The meeting's bottom line: The newly christened "Lincoln Motor Co." will be a separate unit with new management and a clear mission as it prepares for the market launch of the redesigned 2013 MKZ sedan next month.
For starters, Lincoln's sales operation no longer will report through Ken Czubay, Ford's North American sales, marketing and service chief, though elements of Czubay's organization will still support Lincoln dealers.
Instead, Lincoln's sales operation will report through Matt VanDyke, recently named global head of Lincoln marketing, sales and service.
Ford brass in attendance included COO-designate Mark Fields, new President of Americas Joe Hinrichs, product development chief Raj Nair, and, via teleconference, Ford CEO Alan Mulally. Perhaps even more important, dealers heard from Lincoln's new management team, including global Lincoln leader -- and the automaker's head of global marketing, sales and service -- Jim Farley and VanDyke, who reports to Farley.
The move to separate the luxury brand from the volume Ford business now runs from management all the way through to the showroom floor, where dual Ford-Lincoln dealers will have dedicated sales personnel.
"As a dual dealer, I work for Ford Motor Co. and Lincoln Motor Co.," said Terry Massey, general manager of Ken Stoepel Ford-Lincoln in Kerrville, Texas. "They made a point that there are 200 people who wake up and think about nothing but Lincoln."
David Mondragon, general marketing manager of Ford and Lincoln, said the company has had people dedicated to Lincoln before, "but now it's from the top of the house."
The meeting was held at the Wynn, a luxury hotel and casino that epitomizes the kind of service Lincoln wants to offer its new target: the progressive luxury customer.
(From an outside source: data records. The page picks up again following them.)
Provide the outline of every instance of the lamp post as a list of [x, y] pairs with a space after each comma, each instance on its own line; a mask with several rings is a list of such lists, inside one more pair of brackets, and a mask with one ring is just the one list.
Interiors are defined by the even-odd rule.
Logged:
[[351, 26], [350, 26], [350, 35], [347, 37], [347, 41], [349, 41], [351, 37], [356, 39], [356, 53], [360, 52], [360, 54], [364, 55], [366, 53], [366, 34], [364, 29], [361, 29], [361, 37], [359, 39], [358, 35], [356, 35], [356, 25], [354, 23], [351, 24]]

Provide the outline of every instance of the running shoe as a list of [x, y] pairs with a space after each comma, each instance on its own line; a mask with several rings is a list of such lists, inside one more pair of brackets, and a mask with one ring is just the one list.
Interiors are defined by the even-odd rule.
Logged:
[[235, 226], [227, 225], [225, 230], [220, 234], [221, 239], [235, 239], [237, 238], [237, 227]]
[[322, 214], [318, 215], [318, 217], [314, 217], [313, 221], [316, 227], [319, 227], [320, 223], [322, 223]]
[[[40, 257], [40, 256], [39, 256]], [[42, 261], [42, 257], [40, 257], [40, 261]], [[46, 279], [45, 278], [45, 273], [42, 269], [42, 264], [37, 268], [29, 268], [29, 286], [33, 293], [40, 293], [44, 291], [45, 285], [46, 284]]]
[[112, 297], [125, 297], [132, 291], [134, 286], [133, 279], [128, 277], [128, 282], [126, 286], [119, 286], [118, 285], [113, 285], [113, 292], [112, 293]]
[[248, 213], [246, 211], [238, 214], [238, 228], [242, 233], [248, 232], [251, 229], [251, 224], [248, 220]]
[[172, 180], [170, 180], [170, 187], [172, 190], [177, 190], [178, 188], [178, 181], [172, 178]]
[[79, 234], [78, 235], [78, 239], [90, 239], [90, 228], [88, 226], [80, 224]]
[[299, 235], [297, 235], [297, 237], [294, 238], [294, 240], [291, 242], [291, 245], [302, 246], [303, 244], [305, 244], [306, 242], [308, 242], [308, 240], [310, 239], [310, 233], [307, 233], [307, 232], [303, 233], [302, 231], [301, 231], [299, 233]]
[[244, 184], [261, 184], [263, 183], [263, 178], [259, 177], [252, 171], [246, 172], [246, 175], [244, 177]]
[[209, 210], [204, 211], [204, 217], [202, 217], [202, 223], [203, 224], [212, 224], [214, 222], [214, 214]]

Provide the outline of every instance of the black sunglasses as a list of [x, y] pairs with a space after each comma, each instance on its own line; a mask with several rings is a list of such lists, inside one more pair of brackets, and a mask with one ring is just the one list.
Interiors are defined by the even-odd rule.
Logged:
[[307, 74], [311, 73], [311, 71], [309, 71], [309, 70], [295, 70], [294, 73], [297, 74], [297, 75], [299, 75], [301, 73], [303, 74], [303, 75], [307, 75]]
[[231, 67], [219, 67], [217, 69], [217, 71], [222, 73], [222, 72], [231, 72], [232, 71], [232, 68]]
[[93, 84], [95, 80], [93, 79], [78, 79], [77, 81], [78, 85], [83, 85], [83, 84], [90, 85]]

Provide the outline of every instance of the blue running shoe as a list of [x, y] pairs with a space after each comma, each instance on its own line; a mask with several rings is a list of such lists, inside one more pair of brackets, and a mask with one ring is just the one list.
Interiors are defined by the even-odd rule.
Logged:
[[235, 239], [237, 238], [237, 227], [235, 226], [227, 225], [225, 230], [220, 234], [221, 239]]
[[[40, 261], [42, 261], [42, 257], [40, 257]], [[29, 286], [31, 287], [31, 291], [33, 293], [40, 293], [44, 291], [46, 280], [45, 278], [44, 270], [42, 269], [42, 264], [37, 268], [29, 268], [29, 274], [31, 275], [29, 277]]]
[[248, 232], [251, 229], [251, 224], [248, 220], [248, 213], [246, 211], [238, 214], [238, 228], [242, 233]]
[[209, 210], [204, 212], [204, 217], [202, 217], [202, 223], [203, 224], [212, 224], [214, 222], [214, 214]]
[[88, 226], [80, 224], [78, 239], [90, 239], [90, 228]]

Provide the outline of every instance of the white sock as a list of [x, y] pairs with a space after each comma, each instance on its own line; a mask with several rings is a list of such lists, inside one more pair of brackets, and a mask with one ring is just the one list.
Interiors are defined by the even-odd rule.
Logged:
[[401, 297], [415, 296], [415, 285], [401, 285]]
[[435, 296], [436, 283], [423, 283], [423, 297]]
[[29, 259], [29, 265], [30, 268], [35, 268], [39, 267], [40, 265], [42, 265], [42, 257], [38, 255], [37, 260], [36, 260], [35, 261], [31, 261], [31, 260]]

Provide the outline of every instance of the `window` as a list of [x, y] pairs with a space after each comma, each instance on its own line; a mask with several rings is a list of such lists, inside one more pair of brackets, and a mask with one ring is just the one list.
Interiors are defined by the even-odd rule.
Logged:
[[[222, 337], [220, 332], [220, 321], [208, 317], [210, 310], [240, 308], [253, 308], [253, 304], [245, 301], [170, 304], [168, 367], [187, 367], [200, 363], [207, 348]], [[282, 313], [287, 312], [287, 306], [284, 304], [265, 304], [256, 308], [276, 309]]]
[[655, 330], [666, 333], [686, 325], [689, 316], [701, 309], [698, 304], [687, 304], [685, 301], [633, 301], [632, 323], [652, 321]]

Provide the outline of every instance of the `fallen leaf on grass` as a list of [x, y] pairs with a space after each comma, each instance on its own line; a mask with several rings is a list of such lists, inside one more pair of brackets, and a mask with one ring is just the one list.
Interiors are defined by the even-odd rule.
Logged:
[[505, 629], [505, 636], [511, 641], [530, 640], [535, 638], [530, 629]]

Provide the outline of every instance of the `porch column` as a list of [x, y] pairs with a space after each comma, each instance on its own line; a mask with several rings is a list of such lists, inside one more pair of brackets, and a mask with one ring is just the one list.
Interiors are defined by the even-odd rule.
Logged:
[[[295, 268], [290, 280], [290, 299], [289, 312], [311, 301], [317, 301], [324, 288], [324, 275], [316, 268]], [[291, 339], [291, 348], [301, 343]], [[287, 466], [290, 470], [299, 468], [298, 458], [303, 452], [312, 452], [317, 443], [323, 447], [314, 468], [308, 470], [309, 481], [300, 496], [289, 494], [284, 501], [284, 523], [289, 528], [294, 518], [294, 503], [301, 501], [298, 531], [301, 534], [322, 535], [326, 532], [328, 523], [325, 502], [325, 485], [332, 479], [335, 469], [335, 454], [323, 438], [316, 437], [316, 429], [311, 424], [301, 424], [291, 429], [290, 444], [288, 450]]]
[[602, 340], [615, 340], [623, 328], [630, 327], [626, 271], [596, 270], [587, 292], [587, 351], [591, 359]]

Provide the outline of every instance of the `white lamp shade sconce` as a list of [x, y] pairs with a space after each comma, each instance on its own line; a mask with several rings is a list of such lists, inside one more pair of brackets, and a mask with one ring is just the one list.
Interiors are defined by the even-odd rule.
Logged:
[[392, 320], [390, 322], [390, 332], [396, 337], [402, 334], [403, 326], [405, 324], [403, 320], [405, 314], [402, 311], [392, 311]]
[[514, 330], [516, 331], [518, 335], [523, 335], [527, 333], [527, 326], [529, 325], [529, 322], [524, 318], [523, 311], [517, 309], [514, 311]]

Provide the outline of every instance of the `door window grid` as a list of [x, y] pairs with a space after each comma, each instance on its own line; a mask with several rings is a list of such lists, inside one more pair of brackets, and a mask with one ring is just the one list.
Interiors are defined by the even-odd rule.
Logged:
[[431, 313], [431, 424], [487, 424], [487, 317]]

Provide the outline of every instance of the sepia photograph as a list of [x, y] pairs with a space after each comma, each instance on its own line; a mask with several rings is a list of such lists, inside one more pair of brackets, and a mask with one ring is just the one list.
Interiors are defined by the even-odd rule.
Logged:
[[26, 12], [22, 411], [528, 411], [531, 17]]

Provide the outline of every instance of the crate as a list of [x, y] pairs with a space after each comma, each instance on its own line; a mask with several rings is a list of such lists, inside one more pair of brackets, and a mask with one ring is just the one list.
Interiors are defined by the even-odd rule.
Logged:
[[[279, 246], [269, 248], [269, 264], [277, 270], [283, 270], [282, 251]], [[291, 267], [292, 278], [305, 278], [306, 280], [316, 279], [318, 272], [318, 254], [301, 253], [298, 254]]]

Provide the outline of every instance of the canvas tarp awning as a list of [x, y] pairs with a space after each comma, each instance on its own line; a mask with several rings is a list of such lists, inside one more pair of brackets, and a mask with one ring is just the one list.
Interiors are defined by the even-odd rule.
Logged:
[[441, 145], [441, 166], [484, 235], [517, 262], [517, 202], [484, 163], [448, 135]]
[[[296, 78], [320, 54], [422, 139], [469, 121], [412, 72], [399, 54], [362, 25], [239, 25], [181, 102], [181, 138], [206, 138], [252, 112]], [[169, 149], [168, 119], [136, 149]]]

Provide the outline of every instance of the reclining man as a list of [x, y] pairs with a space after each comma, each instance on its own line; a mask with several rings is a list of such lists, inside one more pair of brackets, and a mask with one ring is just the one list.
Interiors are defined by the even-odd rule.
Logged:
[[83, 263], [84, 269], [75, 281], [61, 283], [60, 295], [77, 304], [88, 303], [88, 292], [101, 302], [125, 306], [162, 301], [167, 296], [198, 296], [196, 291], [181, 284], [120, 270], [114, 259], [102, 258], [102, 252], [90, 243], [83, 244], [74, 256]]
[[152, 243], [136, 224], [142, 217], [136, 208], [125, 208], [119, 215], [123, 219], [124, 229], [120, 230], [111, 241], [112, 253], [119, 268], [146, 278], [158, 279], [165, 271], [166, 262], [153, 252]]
Dealers heard an inspirational speech from Steve Wynn, the owner.
"When Farley stands up and talks, you can tell he's passionate about the brand. It bleeds out of him," said Chris Lemley, dealer principal of Sentry Auto Group, which owns three Boston-area Lincoln stores. Lemley said he had been skeptical before the meeting.
Dealers were shown the brand-positioning video and a sneak peek at Lincoln's upcoming launch campaign for the MKZ. Automotive News viewed the video clips, which evoke Henry Ford's son, Edsel Ford, as well as the visionary prototype of the modern customer the new Lincoln wants to lure. Even Abraham Lincoln, or at least an actor portraying him, makes an appearance.
"If the commercials are half as good as the positioning video, they'll be good," Lemley said.
The sneak preview of the upcoming commercial campaign was presented by Jon Pearce, chief creative officer of Lincoln's recently formed New York-based ad agency owned by WPP, the same conglomerate that owns Ford's Team Detroit agency. The Lincoln agency does not have a name yet.
Mondragon said Lincoln dealers will start receiving their first 2013 MKZs in the second half of December, with larger volumes coming after the first of the year.